Cyber ​​security objectives should be seen as an integral part of any organization’s business objectives (photo: CC0 Public Domain)

Only 39% of organizations’ IT security officers believe that their company’s leadership understands the role of cyber defense as a key driver of business value. Over a third of CISOs (36%) believe that their bosses view security as important only in relation to regulatory compliance. 17% say it is not seen as a business priority at all.

These are some of the findings of a study by Delinea, a provider of PAM solutions, based on a global study revealing the effect of the disconnection between cyber-security activities and the overall business. Over 2,000 IT Security Decision Makers (ITSDM) were surveyed for the analysis.

A mismatch between business and cybersecurity goals appears to result in at least one negative consequence for 89% of organizations. More than a quarter of surveyed CISOs (26%) also reported that top management neglect has led to an increased number of successful cyber attacks within their company.

Negative consequences

The effect of divergence is far-reaching. It has contributed to investment delays (35%), strategic decision-making delays (34%) and unnecessary cost increases (27%).

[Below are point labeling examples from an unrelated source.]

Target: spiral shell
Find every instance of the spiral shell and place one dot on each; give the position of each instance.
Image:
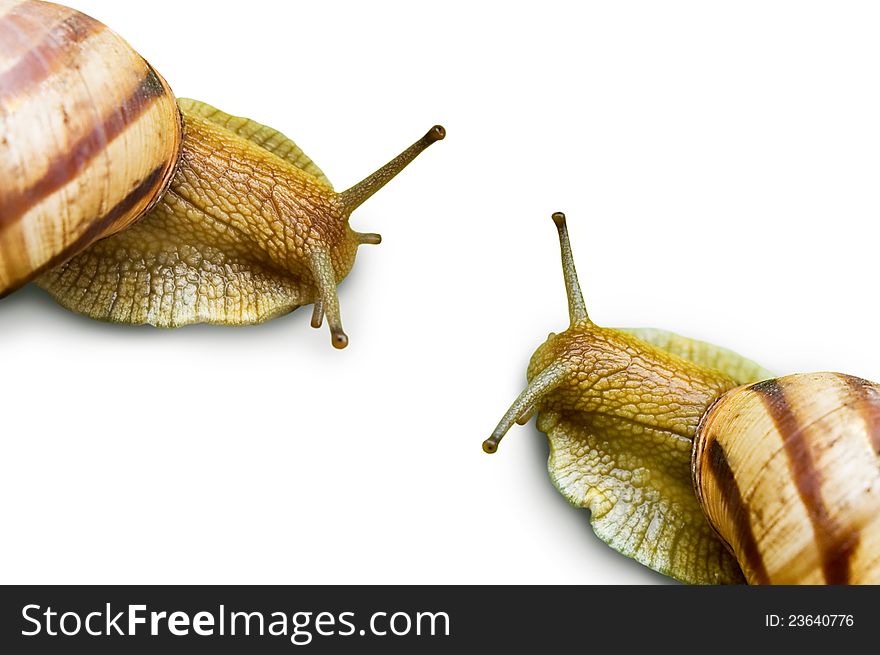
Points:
(787, 471)
(89, 136)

There are also consequences for the people themselves. 31% of IT Security Officers surveyed reported that the discrepancy affected their entire teams in terms of stress. Global economic uncertainty is exacerbating the situation. Half of respondents (48%) say that as a result it is becoming increasingly difficult to achieve synchronization between cyber security and overall business goals.

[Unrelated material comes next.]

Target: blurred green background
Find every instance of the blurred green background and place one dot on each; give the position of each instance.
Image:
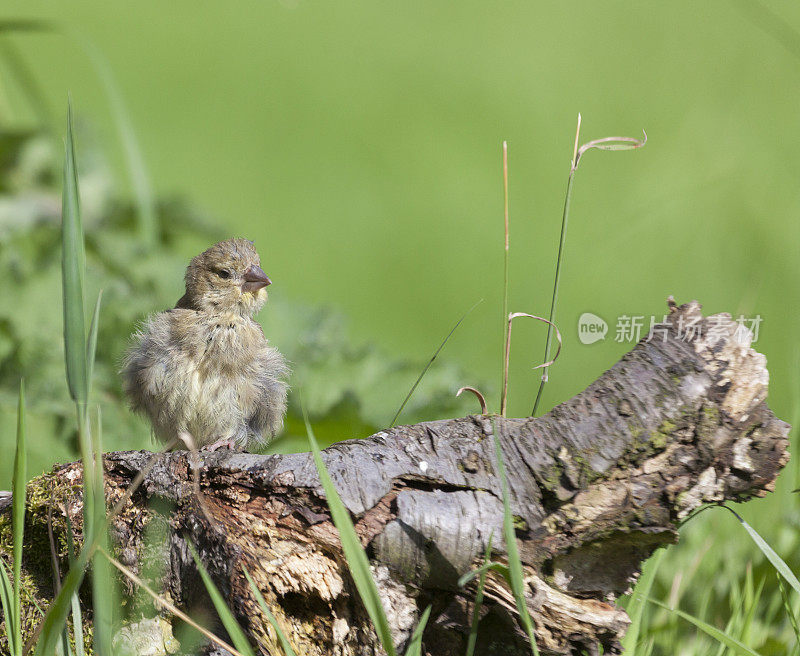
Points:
(359, 145)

If there is anything encouraging in the findings, it is that the majority of cyber defense teams (62%) meet regularly with their business counterparts at the highest level. Additionally, 54% of companies report that IT security team members are “embedded” in business functions.

Lack of understanding

However, the survey shows that there is room for improvement, as less than half of organizations (48%) document policies and procedures to facilitate alignment between business and cyber security objectives. A third of respondents (33%) reported that alignment occurs on an “ad-hoc” basis.

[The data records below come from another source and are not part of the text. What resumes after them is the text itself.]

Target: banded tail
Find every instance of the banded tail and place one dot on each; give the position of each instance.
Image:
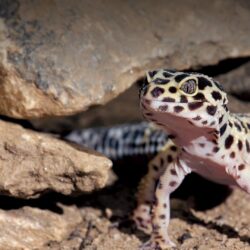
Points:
(122, 140)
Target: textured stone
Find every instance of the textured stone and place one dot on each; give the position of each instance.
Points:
(59, 57)
(32, 228)
(33, 163)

The analysis also highlights that the metrics used to measure and demonstrate the value of cybersecurity are still closely tied to technical metrics. For example, the number of attacks prevented (31%) was cited as the most important measure of success. This is followed by data on achieving regulatory compliance goals (29%) and reducing the cost of security incidents (29%).

“Cyber ​​security can be a huge factor for business. But the research suggests there is more work to be done at board level when it comes to changing attitudes. Executives need to think about IT security not just in terms of ticking a box for regulatory compliance or protecting the company, but also in terms of the value they get at a more strategic level,” said Joseph Carson, Chief Security Scientist and Chief Information Security Officer (CISO) at Delinea.

Valuable skills

Building the business skillset of security managers can improve the picture. However, respondents cited technical skills as the most valuable cybersecurity leaders should possess. They are rated higher than other skills such as communication, collaboration, insight and people management skills.

Almost a third (31%) believe that presenting business cases to the board of directors and senior managers is a significant gap in their skill set. When it comes to communication skills, 30% of respondents identified them as an “area for improvement”.

Need to level up

“Aligning the importance of IT security with other business objectives is essential to the success of any organization. The research clearly highlights the negative consequences when the goals of different teams are not fully synchronized,” adds Carson. Everyone in an organization must have a clear understanding of all important business functions and the value of cyber defense must be clear to them as an integral part of business objectives.

At the heart of the problem is communication. Strong technical skills are still important, but security leaders need the ability to communicate and persuade, influence and represent the value their work brings to business outcomes.